The invention relates to a plasma display panel comprising a transparent front plate and a rear plate that leave between them discharge spaces that are filled with a gas capable of emitting ultraviolet radiation owing to the effect of discharges, and the walls of which spaces are at least partly coated with a layer of a phosphor composition capable of emitting green, blue or red light, owing to the excitation of the said ultraviolet radiation.
Plasma panels for displaying images generally comprise two parallel plates provided with arrays of electrodes; the intersections between the electrodes of the various arrays define, between the plates, discharge spaces filled with discharge gas; when the panel is in operation, suitable voltages are applied between the electrodes in order to obtain light-emitting plasma discharges in these spaces; to separate these discharge spaces or groups of discharge spaces, an array of barrier ribs is generally placed between these plates, the said barrier ribs being intended to separate these spaces or groups of spaces and, in general, to separate these plates; to be able to emit visible light, although the discharges generally emit in the ultraviolet, layers of phosphors are generally placed on the walls of the cells, especially on the sides of the barrier ribs.

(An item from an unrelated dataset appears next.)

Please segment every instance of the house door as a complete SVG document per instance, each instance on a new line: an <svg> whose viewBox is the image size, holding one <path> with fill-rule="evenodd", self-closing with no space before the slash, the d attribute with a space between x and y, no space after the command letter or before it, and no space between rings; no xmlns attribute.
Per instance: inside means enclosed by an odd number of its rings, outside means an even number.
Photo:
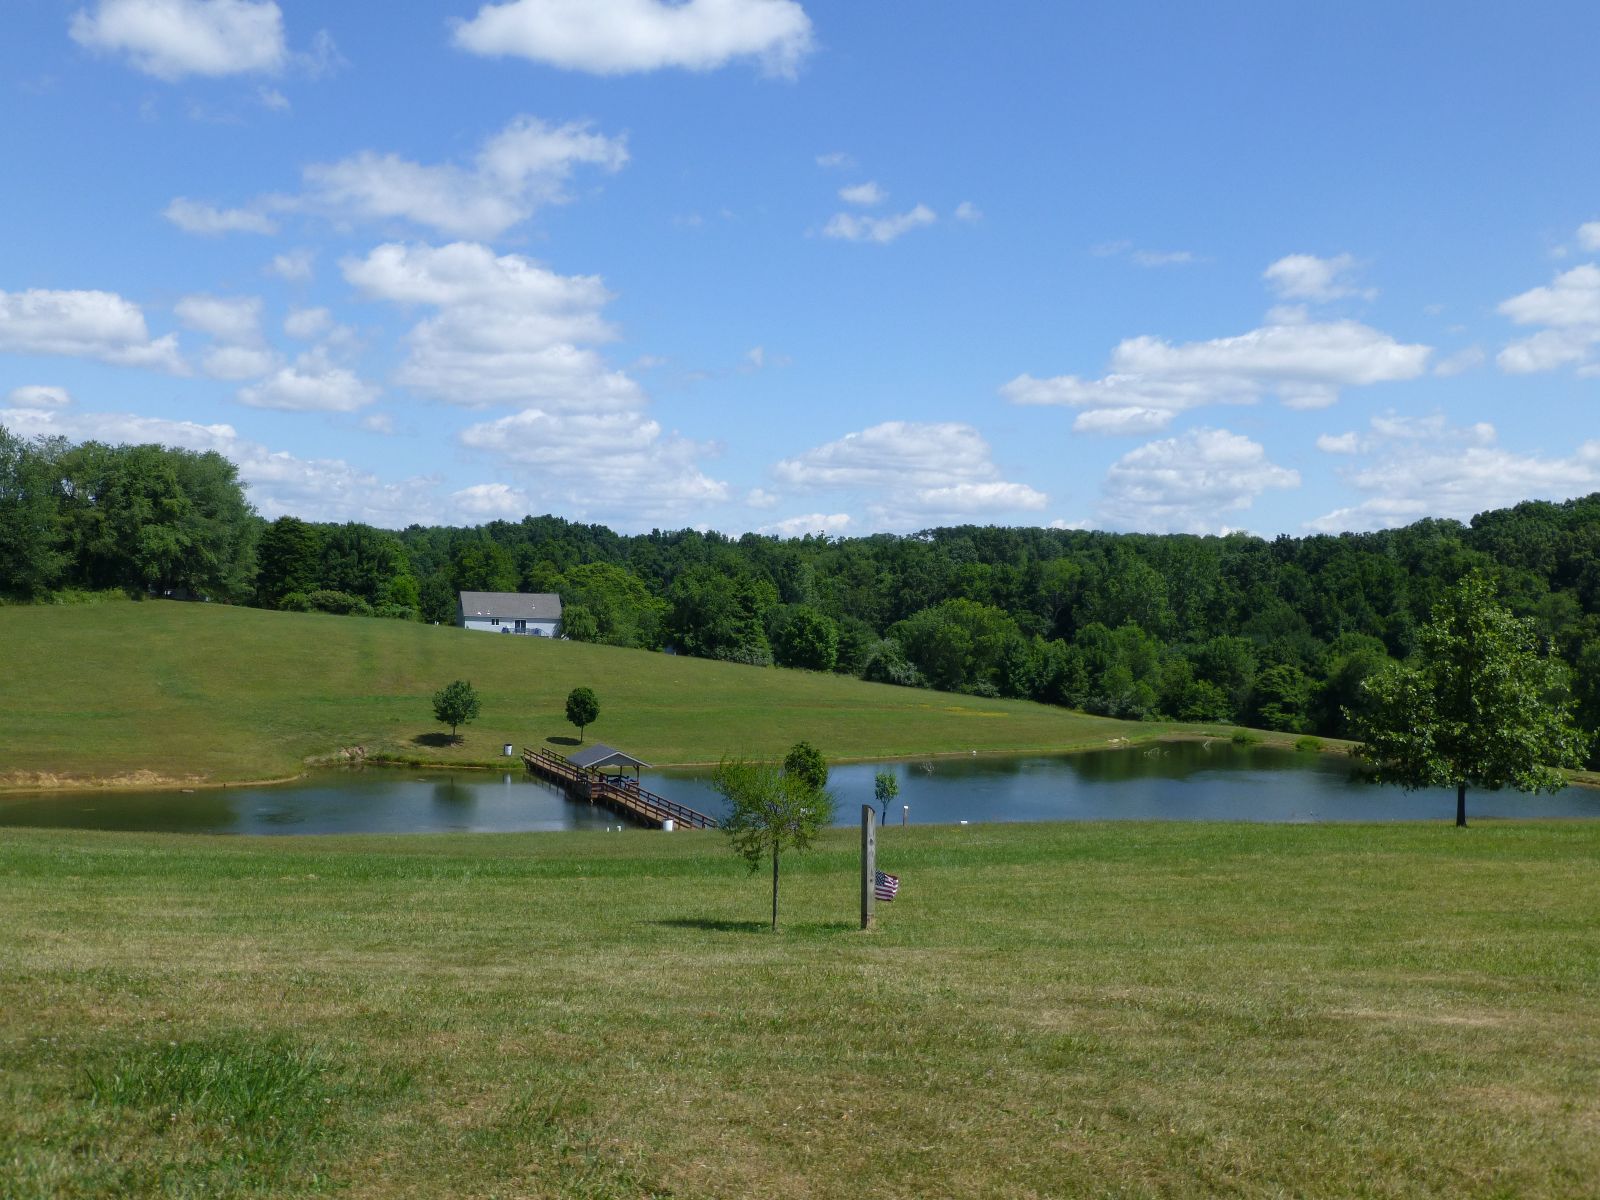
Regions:
<svg viewBox="0 0 1600 1200"><path fill-rule="evenodd" d="M528 632L528 623L526 621L518 621L517 622L517 632L518 633L527 633Z"/></svg>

In trichrome plasma panels, there are three types of UV-excitable phosphors that emit in the three distinct primary colours, namely red, green and blue. Each cell of the panel is provided with only one type of phosphor and the cells are grouped together in groups of three adjacent cells of different emission colours, each group forming a pixel of the panel capable of displaying an element of each image to be displayed.
As red phosphor, it is known to use a composition based on an yttrium gadolinium borate doped with trivalent europium of general formula Eu:(YGd)BO3.
As green phosphor, it is known to use a composition based on manganese-doped zinc silicate of general formula Mn:Zn2SiO4.
As blue phosphor, it is known to use a composition based on a magnesium-barium aluminate doped with divalent europium of general formula Eu:BaMgAl10O17; such an aluminate is of the β-alumina type and has a spinel structure.
As illustrated in FIG. 10 of document US 2001-003410, the static charge of these various phosphors is very different:                +0.03 μC/g in the case of the gadolinium yttrium borate,        −0.15 μC/g in the case of the manganese-doped silicate,        +0.11 μC/g in the case of the magnesium-barium aluminate.        
As taught by document US 2001-003410, these differences in static charge characteristics result in fluctuations in the initiation and expansion of the discharges between the cells of different colours of a plasma panel, and this either requires expensive devices for compensating for these differences or results in defects in image display by the panel.
To partly remedy this drawback, document US 2001-003410 proposes mixing the green phosphor based on zinc silicate with another green phosphor based on a terbium-activated rare-earth borate.